Can't find this anywhere. Skinny plants that grow 3 to 4 feet. Small flowers blooming in late summer/spring.

Anyone know the name? Thanks.

View attachment 413894View attachment 413896
The taller ones by the fence are cosmos. The shorter pink ones are zinnia and then shorty is a merigold.
Thank you so much, that is it. Perfect for a fence line. Lol. That marigold actually stuck to that one when I transplanted the Cosmos. That Marigold was actually a hitch hiker. Those Marigolds highlight that skinny tall dude. Lol.
Some people here said it could be some dangerous invasive weed. Lol. Glad they did not choose Botany as a career.

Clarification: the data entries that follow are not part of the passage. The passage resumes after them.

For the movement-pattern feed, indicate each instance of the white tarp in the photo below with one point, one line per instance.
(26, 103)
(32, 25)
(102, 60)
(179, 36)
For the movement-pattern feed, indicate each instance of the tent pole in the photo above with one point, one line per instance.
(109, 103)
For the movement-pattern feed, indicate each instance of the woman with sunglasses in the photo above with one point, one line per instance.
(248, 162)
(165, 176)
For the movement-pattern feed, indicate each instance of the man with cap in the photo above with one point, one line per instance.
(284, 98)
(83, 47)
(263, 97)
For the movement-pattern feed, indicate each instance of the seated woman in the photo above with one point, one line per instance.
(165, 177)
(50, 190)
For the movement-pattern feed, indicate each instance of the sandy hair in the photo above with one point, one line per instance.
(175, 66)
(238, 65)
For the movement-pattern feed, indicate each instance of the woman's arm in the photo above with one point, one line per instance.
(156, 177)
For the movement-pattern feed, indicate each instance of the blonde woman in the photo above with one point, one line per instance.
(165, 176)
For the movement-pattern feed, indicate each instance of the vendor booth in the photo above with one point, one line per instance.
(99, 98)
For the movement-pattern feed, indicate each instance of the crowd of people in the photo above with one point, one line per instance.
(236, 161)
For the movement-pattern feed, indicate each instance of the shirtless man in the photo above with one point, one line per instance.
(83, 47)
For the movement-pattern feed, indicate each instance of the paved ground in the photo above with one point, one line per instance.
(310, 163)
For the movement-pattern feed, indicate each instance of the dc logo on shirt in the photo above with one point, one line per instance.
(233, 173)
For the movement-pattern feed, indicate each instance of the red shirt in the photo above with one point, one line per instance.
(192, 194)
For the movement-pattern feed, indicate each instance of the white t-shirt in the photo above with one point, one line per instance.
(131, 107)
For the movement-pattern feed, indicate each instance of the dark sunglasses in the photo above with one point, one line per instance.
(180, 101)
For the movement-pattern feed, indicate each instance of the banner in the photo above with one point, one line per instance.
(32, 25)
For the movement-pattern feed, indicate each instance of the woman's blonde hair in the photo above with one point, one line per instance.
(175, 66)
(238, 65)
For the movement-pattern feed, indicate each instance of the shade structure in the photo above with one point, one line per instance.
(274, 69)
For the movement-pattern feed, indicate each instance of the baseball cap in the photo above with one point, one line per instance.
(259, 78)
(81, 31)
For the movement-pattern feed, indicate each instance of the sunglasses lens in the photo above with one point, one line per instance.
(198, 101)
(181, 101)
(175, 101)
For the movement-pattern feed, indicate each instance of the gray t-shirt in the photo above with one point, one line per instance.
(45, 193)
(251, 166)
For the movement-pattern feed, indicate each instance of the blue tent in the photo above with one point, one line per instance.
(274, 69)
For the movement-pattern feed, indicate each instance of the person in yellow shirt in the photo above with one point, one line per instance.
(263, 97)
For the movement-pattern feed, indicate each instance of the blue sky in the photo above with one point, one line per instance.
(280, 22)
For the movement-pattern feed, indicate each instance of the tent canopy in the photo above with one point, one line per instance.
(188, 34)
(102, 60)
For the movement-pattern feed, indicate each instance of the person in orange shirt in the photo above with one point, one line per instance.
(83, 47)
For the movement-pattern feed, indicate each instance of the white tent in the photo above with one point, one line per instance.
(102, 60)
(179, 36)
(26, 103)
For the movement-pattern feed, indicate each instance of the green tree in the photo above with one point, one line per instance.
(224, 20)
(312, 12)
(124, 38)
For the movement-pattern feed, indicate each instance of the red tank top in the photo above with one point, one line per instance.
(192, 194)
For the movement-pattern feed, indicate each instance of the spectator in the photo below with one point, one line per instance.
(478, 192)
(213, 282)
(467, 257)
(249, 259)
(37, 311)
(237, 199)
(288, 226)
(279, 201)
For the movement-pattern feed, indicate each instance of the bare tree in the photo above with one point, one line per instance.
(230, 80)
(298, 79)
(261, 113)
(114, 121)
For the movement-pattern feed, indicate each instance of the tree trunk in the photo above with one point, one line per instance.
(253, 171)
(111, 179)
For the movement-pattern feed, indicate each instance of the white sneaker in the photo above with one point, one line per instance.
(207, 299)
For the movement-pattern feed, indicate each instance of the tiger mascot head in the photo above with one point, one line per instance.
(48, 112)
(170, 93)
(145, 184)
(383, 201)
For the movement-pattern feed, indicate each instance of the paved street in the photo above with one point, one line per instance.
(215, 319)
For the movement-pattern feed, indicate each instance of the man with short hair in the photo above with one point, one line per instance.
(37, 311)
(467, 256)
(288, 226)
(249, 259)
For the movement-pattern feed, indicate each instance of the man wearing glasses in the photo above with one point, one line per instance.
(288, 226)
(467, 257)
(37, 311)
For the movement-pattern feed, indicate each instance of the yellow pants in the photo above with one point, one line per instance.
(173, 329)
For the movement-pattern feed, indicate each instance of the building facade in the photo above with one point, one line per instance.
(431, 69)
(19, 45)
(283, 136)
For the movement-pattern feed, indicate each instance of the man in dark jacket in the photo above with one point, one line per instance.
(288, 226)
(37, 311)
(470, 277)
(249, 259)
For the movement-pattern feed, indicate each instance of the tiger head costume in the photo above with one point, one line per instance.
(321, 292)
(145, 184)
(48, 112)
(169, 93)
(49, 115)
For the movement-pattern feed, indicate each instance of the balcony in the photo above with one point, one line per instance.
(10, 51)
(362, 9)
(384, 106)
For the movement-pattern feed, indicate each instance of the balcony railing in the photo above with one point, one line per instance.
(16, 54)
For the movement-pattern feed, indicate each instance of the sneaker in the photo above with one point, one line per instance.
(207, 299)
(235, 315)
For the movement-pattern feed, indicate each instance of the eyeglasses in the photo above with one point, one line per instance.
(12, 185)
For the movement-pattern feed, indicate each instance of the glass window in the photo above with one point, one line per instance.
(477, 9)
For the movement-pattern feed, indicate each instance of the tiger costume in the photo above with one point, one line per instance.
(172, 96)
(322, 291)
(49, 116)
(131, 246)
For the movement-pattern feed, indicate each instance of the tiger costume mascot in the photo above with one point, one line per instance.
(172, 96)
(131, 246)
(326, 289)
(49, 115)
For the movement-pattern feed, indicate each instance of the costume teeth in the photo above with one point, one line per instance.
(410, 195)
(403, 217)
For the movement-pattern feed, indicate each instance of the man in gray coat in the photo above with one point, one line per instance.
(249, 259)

Can you identify that evasive weed in my back yard on my other thread here? Every one is volunteering for free to come over and eradicate it. Never realized a weed would interest so many. Catch the neighborhood teens plucking and grooming them every time I go back there.
Both the marigolds and the cosmos can self-seed, but I prefer to wait until the blooms start to dry and then pull them off, dry them completely and place in bags to respread in the spring rather than rely on self-seeding. I have gotten slack about it though with those ones so they more or less have disappeared from my garden in the last couple years. Zinnias, however, self seed like a champion. I save some but mostly let them do all the work themselves.

As for your marijuana thread, I have no idea what plant that is.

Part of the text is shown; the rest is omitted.